I remember when one of crypto's biggest selling points was the idea that banks would eventually become irrelevant.
That prediction doesn't sound as convincing as it used to.
If anything, some parts of the industry seem to be moving in the opposite direction.
This week, Telcoin announced what it describes as the first federally regulated onchain bank account connected to the U.S. banking system.
For years, crypto was supposed to be the alternative.
A parallel system.
Something separate from traditional finance.
Now we're watching crypto companies pursue licenses, work with regulators, build banking relationships and offer products that look surprisingly familiar.
A few years ago, that would have sounded strange.
Today it barely feels controversial.
The more I think about it, the less surprising it becomes.
Banks solve problems.
Not every problem, obviously.
But enough of them that billions of people still use them every day.
Most people don't want to worry about private keys.

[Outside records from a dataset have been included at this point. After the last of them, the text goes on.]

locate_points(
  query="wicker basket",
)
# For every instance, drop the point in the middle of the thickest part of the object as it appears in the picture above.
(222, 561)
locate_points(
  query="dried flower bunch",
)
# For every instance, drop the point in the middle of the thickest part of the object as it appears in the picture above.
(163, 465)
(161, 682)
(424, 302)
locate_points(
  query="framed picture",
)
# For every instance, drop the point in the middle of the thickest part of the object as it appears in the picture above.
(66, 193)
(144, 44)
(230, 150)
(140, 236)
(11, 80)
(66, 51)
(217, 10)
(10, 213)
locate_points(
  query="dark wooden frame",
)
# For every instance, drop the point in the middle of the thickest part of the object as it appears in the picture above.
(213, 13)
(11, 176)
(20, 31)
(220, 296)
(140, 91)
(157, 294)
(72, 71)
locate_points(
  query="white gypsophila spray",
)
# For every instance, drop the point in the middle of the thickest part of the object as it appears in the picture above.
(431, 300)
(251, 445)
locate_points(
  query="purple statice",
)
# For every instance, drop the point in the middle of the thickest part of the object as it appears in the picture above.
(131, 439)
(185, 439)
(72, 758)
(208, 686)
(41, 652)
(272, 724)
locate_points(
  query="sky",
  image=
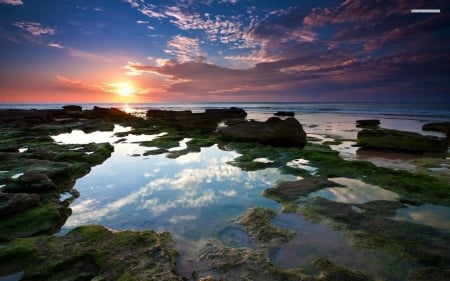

They don't want to be fully responsible for every security mistake.
They don't want to lose access to their savings because they misplaced a recovery phrase.
Crypto gave people more control.
The tradeoff was more responsibility.
For some users, that tradeoff makes perfect sense.
For many others, it doesn't.
That's probably why the industry keeps drifting toward services that look increasingly similar to the system it once promised to replace.
People simply tend to choose convenience when given the option.
They always have.
Maybe that's the lesson.
Technology doesn't always win by replacing what came before it.
Sometimes it wins by becoming part of it.
The internet didn't eliminate traditional businesses.
Smartphones didn't eliminate computers.
And crypto may not eliminate banks either.
The future might not be a battle between crypto and banking.
It might be a version where the two become increasingly difficult to separate.
Looking back, that possibility seems obvious.
But a few years ago, many people would have called it impossible.